Solid oxide fuel cells, or SOFCs, are a type of electrochemical device that generates electricity using hydrogen as fuel, with the only 'waste' product being water.
To potentially accelerate the development of more efficient SOFCs, a research team from Kyushu University, Yamagata University and Kyushu Synchrotron Light Research Center has uncovered the chemical innerworkings of a perovskite-based electrolyte developed for SOFCs. The team combined synchrotron radiation analysis, large-scale simulations, machine learning, and thermogravimetric analysis, to uncover the active site of where hydrogen atoms are introduced within the perovskite lattice in its process to produce energy.
At the fundamental level, a fuel cell is a device that generates electricity by facilitating the split of a hydrogen atom into its positively charged proton and negatively charged electron. The electron is used to generate electricity, and then comes together with a proton and oxygen and produces water as a 'waste' product. The material at the center of all this is the electrolyte. This material acts as an atomic sieve that facilitates transfer of specific atoms across the fuel cell. Depending on the type of fuel cell, those atoms could be protons or oxygen.
SOFC technology has already been commercialized in a rather limited scale, as they remain expensive, with one of the largest obstacles being their high operating temperature. "Conventional SOFCs need to be at 700-1000℃ for the electrolyte to perform efficiently," explains Professor Yoshihiro Yamazaki at Kyushu University's Platform of Inter-/Transdisciplinary Energy Research, who led the research. "Naturally, there's a global race to develop SOFC electrolytes that can operate at lower temperatures of around 300-450℃. One such promising materials are perovskites."

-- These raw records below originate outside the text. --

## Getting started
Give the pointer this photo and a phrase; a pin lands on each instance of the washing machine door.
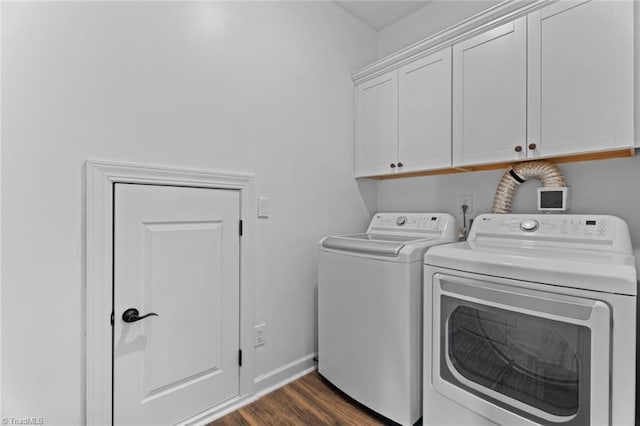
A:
(521, 356)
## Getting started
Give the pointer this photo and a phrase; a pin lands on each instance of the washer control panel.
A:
(529, 225)
(590, 227)
(413, 222)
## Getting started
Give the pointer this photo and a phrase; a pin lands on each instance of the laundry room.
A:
(177, 178)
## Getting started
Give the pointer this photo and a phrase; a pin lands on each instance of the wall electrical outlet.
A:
(468, 200)
(260, 334)
(264, 207)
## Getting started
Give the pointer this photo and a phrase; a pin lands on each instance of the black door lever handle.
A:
(133, 315)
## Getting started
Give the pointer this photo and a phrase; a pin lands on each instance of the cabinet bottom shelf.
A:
(620, 153)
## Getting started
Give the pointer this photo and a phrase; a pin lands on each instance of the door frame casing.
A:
(98, 274)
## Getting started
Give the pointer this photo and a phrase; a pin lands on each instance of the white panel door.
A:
(176, 253)
(489, 96)
(425, 113)
(377, 131)
(581, 77)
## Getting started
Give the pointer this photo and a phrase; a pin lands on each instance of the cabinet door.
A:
(377, 129)
(489, 96)
(425, 113)
(581, 77)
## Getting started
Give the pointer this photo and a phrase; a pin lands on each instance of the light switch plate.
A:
(264, 206)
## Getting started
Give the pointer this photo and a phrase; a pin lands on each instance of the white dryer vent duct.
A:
(519, 173)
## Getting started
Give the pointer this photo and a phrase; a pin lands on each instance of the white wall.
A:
(249, 87)
(426, 21)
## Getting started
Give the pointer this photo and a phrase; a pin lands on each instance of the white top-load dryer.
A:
(370, 310)
(531, 321)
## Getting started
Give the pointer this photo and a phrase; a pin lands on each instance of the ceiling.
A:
(382, 13)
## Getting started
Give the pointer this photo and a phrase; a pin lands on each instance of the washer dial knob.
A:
(529, 225)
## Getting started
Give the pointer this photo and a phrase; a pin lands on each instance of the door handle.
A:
(133, 315)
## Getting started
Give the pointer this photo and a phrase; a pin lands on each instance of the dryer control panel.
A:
(603, 232)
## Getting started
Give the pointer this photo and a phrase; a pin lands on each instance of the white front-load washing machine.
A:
(531, 321)
(370, 310)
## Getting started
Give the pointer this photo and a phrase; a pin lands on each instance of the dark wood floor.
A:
(310, 400)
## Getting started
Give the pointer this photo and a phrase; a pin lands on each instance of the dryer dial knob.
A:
(529, 225)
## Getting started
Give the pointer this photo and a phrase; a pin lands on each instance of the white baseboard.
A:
(264, 384)
(281, 376)
(221, 410)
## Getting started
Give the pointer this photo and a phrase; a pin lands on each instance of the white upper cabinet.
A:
(377, 127)
(557, 81)
(581, 77)
(425, 113)
(404, 118)
(489, 96)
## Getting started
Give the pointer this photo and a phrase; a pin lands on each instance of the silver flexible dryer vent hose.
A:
(519, 173)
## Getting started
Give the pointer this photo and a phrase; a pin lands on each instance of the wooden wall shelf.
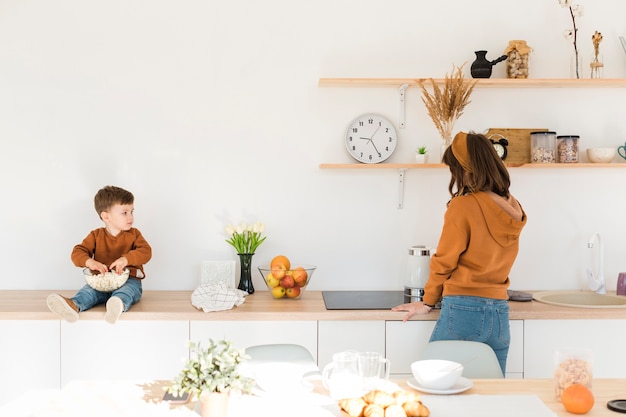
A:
(482, 82)
(427, 166)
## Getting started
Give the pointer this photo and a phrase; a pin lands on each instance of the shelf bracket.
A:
(402, 91)
(401, 173)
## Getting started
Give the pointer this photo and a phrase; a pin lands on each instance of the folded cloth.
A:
(217, 297)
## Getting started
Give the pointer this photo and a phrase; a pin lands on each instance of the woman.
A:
(478, 245)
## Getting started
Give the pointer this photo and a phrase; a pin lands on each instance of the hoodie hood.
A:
(505, 218)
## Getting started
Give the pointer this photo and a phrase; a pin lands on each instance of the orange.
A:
(577, 399)
(280, 262)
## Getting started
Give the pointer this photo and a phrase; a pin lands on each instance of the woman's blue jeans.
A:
(477, 319)
(129, 293)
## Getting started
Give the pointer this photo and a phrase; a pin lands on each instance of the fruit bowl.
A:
(287, 283)
(107, 282)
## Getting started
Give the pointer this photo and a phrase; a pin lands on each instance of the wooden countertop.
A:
(176, 305)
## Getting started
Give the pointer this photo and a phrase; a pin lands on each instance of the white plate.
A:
(463, 384)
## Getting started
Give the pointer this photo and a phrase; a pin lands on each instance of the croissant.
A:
(416, 409)
(378, 397)
(395, 410)
(353, 406)
(405, 397)
(374, 410)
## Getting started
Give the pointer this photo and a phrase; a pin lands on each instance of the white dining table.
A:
(487, 397)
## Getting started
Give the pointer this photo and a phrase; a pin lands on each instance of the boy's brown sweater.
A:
(478, 245)
(105, 248)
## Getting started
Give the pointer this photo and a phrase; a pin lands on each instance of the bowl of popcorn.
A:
(107, 282)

"In our past work we developed a Barium and Zirconium based perovskite with the chemical composition BaZrO3. By replacing the Zr site with a high concentration of Scandium, or Sc, we succeeded in making a high-performance electrolyte that can function at our target temperature of 400℃," explains Yamazaki. "Of course, that was only a part of what we wanted to find. We also were investigating a question that hadn't been solved for over three decades: where in the electrolyte's lattice do the protons get introduced?"
Probing the inner workings of SOFCs had been difficult due to its high operating temperature and changing pressure from water, the fuel cell's source of hydrogen.
To get around these issues, the team conducted X-ray absorption spectroscopy experiments on their perovskite electrolyte using synchrotron radiation—the electromagnetic radiation emitted from particle accelerators—while the fuel cell was active at around 400℃.
"These results gave us insight into where in the material's chemical structure the protons would be incorporated. From there we applied machine learning, and using a supercomputer calculated possible structural configurations of the material," continued Yamazaki. "By carefully comparing the predicted results with experimental data we were able to clarify the structural changes the electrolyte undertakes when active."
"Now that we have the fundamental innerworkings of the electrolyte we can being optimizing its nanostructures and even propose new materials that can lead to more efficient fuel cells, and even ones that work at wider temperature ranges," concludes Yamazaki.